Her performance was so effective, Owens argued, that Harry didn’t just fall in love—he fell into formation. Cut off from his family, distanced from old friends, convinced that only Meghan understood him, he became less a husband and more a pawn. Every miscarriage, panic attack, and claim of suicidal thoughts was leveraged not for healing but for strategy.

“This wasn’t a love story,” Owens declared. “It was psychological chess. And Meghan’s been three moves ahead since day one.”

The Pettiness of Spare

If Harry’s memoir hoped to win empathy, its endless pettiness made that impossible. Complaints about William not wanting to sit with him at Eton. Anger over Charlotte’s bridesmaid dress. Gripes about hand-me-down bedrooms in Balmoral. Owens noted how Harry recast ordinary sibling rivalries as Shakespearean betrayals. William didn’t want to hold his hand at school—not abuse, just brothers being brothers.

At its worst, Harry even dragged Princess Charlotte, a child, into his public feuds. That, Owens argued, wasn’t just shameless—it was disgusting. Betraying your bloodline for a Netflix deal isn’t brave. It’s pathetic.

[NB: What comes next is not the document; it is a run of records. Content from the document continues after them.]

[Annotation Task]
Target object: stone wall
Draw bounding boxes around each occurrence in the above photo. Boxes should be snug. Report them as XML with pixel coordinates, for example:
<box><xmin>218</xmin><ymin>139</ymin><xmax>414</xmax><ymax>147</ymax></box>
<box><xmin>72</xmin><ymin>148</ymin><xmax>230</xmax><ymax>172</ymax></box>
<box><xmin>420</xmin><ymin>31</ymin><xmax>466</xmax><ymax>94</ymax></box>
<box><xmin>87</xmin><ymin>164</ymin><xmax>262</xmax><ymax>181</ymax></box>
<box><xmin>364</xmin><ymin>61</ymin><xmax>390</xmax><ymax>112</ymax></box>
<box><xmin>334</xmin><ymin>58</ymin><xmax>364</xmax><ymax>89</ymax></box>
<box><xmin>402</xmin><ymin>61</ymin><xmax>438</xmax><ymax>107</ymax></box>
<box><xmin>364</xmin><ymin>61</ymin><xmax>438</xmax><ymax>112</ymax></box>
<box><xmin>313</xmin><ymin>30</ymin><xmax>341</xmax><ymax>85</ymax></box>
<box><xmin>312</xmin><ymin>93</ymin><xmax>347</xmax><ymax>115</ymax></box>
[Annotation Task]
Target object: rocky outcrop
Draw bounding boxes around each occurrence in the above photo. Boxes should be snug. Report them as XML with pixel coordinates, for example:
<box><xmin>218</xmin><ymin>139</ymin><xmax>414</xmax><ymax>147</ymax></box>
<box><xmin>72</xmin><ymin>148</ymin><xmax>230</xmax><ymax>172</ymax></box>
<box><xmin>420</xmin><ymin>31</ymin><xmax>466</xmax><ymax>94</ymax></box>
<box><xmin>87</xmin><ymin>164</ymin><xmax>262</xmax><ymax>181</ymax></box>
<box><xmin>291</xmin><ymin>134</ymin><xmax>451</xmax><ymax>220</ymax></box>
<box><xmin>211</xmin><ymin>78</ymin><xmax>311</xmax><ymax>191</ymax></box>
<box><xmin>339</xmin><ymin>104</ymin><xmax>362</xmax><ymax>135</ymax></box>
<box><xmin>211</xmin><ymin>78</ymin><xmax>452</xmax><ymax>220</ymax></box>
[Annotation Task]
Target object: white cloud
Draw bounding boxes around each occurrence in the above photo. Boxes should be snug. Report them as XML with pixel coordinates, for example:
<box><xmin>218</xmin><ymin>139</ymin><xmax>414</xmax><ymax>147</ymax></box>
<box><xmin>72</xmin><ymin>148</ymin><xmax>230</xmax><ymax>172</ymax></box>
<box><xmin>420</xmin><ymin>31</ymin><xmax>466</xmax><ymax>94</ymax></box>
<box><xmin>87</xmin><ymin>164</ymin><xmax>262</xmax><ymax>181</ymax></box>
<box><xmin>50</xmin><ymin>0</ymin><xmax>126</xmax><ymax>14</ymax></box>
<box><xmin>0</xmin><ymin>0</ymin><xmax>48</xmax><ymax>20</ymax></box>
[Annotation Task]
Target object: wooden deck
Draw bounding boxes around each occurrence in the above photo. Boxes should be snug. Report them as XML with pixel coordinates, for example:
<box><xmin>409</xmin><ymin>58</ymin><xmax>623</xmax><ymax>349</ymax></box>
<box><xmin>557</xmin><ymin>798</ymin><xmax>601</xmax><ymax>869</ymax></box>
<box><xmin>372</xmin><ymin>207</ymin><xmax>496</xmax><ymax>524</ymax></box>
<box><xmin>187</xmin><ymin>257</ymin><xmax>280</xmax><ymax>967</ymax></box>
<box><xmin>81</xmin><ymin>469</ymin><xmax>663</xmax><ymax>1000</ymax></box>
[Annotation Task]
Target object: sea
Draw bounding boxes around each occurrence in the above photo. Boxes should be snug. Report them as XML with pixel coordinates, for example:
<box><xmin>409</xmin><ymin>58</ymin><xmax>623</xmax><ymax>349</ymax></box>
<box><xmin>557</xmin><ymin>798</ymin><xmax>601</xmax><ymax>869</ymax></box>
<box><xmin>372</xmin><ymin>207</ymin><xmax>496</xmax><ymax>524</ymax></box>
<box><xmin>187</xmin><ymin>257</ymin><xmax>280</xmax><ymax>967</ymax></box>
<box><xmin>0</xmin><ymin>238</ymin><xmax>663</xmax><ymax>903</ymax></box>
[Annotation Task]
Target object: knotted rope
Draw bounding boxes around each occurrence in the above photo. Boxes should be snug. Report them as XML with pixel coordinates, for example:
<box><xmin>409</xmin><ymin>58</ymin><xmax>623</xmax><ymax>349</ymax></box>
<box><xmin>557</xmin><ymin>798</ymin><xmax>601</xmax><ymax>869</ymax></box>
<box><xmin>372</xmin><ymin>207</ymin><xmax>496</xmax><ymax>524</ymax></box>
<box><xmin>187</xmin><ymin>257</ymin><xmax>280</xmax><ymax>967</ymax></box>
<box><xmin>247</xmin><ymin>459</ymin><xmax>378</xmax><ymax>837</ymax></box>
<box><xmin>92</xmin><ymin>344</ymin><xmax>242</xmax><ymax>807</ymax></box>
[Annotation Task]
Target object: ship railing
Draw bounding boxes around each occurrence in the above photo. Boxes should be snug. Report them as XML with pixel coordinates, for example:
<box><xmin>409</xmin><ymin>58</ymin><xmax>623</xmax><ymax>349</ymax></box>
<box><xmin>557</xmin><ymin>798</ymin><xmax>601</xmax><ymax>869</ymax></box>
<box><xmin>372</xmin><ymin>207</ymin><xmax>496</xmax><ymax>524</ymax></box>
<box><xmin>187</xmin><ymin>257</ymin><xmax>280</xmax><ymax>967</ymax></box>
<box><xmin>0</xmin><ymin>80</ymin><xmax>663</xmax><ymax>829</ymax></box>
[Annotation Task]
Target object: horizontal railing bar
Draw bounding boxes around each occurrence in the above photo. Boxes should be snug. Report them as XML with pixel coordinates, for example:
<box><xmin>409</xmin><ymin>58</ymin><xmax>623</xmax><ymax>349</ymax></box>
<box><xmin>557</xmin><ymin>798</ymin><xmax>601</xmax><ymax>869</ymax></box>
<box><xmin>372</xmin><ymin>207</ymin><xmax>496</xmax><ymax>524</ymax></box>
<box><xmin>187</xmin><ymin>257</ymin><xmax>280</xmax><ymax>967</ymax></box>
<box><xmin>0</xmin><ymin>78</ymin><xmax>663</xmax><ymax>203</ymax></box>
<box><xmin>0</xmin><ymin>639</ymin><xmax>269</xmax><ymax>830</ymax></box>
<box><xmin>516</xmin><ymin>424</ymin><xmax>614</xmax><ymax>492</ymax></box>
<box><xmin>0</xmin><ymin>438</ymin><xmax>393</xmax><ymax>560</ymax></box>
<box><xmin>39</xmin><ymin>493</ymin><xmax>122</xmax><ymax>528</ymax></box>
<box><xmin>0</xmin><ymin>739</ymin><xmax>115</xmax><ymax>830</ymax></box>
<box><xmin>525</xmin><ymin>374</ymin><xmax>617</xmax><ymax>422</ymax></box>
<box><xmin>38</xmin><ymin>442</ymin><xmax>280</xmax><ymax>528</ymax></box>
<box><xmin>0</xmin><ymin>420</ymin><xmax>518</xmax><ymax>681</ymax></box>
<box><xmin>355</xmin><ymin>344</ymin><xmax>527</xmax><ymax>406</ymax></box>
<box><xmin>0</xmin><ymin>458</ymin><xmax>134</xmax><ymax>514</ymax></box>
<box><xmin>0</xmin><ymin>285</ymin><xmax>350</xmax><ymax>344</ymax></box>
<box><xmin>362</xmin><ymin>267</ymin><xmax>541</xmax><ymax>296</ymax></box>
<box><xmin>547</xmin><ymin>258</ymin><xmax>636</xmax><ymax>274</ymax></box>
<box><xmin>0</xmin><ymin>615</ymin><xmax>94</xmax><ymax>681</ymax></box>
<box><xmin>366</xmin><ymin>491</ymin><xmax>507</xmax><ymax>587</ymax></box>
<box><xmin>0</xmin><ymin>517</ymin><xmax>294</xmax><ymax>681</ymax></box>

Meghan’s Calculated Silence

Throughout Harry’s crusade, Owens noted, Meghan often stayed strategically silent. While he torched his family on page and on screen, she let him play the fall guy, her hands appearing clean. Even the Kardashians, Owens quipped, are more loyal to each other.

The most telling contrast? Diana was beloved because she was selfless. Harry is becoming infamous for being shameless.

The Downfall No One Forced

And this is Owens’ most brutal conclusion: Harry isn’t a victim of the monarchy. He isn’t even a victim of Meghan. He’s a victim of his own stupidity.

No one forced him to trash his family. No one made him write a book that mocked his late grandmother. No one compelled him to turn private messages into public fodder. These were choices—repeated, deliberate, ego-driven choices.

“The crown didn’t destroy them,” Owens concluded. “Ego did.”

A Royal Trainwreck

In the end, Harry and Meghan didn’t deliver the fairy tale they promised. They didn’t reinvent royalty or dismantle centuries of tradition. Instead, they delivered a tawdry saga of entitlement, manipulation, and self-destruction—part soap opera, part Shakespearean farce, part reality show.

Candace Owens has little sympathy left. To her, Harry isn’t a tragic prince but a cautionary tale. Meghan isn’t a brave reformer but a master manipulator who found a willing pawn. And their story isn’t a modern love story—it’s a trainwreck with tiaras.

Once, Harry was a soldier, a prince, a beloved public figure. Now, he’s a punchline, his legacy reduced to whiny memoirs and streaming flops. Meghan wanted Hollywood. She got it. Harry wanted love. He got isolation. Together, they sold out the crown for clicks—and now they’re watching the spotlight dim.

For all their claims of oppression, the truth may be simpler. Harry and Meghan weren’t crushed by an outdated institution. They were undone by themselves.